I am doing limma/voom on my expression results, looking for differences between treatment1 and treatment2. I have several batches, so my design is model.matrix(~batch + treatment). My understanding is that with this design, limma first compares treatment1 and treatment2 samples within each batch and then somehow combines the results of different batches together. My first questions:
1. I assume that the linear model gives different batches equal weights when combining the results from each batch, even if batches contain different number of samples, am I right?
Additionally, most of my batches contain both treatment1 and treatment2 samples. Let's call these dual-treatment batches. However, a few batches unfortunately only contain treatment1 samples (or only treatment2 samples). Let's call these uni-treatment batches. Additional questions:
2. Are uni-treatment batches simply dismissed in the linear model calculation with the above design? I don't get any error messages when running lmFit and I get meaningful results from topTable. But I wonder how linear model can run without dismissing the uni-treatment batches.
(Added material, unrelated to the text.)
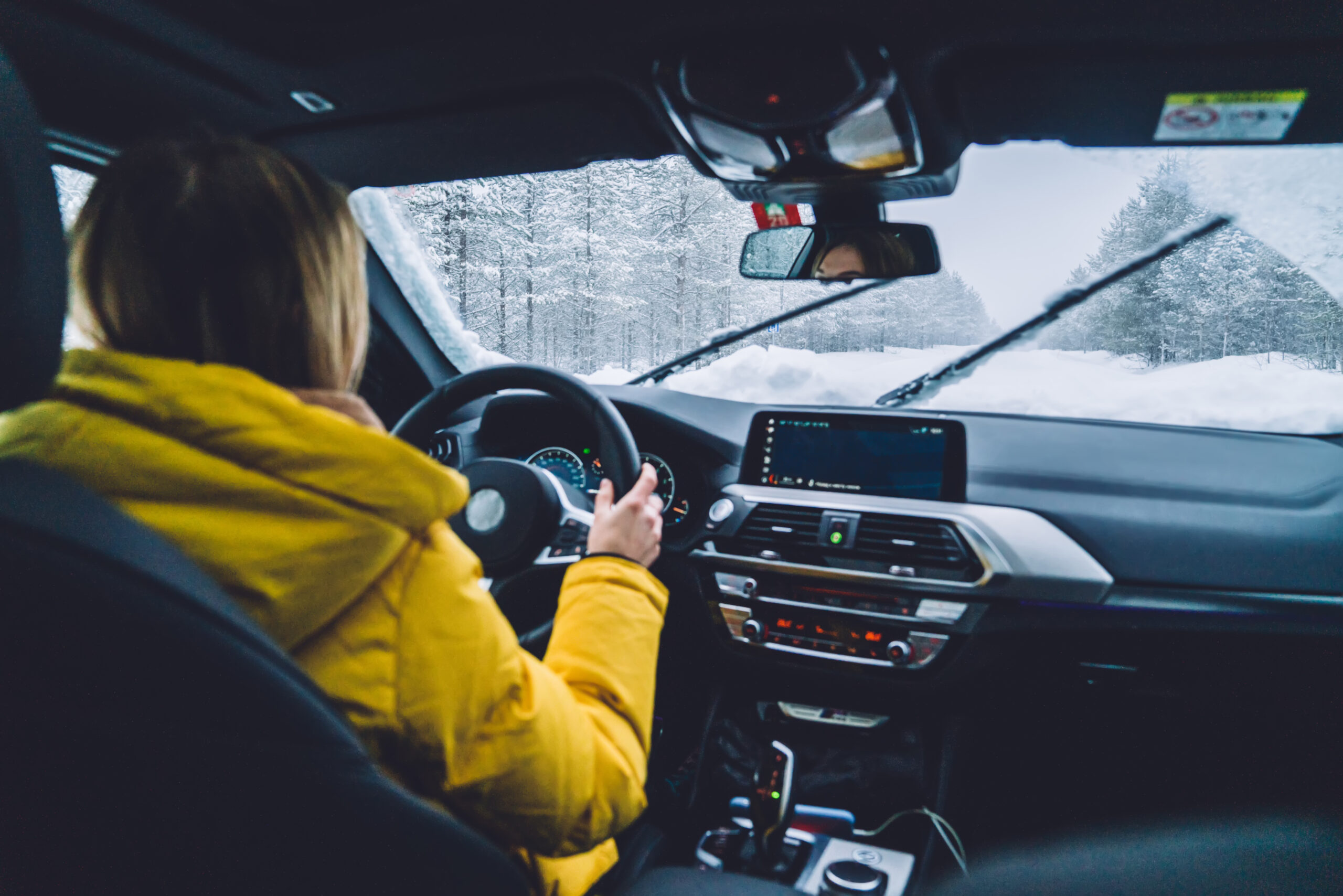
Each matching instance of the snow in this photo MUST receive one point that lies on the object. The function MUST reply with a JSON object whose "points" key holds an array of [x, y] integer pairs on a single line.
{"points": [[398, 245], [1248, 393]]}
For example, if one batch has 0 treatment1 samples and 3 treatment2 samples, how can limma make a meaningful comparison between treatment1 and treatment2 within that batch?
3. If I manually remove samples in uni-treatment batches ahead of my design (so I end up with fewer batches, all dual-treatment), my topTable results are slightly different from my results in question 2 (slightly different logFC values, moderate differences in p values, and more noticeable differences in AveExpr values for each gene). Overall, for FDR<0.05, I get 826 genes vs 906 genes comparing the two methods. If the linear model simply dismisses uni-treatment batches in its calculation (I don't see how it could not) then I'd think the results under question 2 and question 3 should be the same.
Sorry for the long questions and thanks for your thoughts and answers.
Ali
Thank you Aaron very much for that explanation, which helped my understanding. My earlier understanding came from a simplistic statement in limma vignette under "Blocking" which said "In this type of analysis, the treatments are compared only within each block."
I also thought of another item that potentially adds to the difference I see between results in questions 2 and 3, and that is the normalization factor calculation as well as voom transformation, which are affected when I remove samples from the analysis.
The comment about blocking in the limma User's Guide is correct and does not imply separate analyses for each block. Treatments are compared within each block, and these comparisons are combined, but the combining is done automatically as part of fitting a single linear model. That is how linear models work. If I may say so, it was actually your interpretation rather than the original statement that was too "simplistic".
Yes, normalization changes will affect downstream results if you remove some of the samples.
PS. I have moved you answer to be a comment. For future reference, if you want to reply to Aaron, please use "ADD COMMENT" or "ADD REPLY" rather than posting an answer to your own question.
Thank you Gordon. Point taken. And thanks for clarifying the commenting function.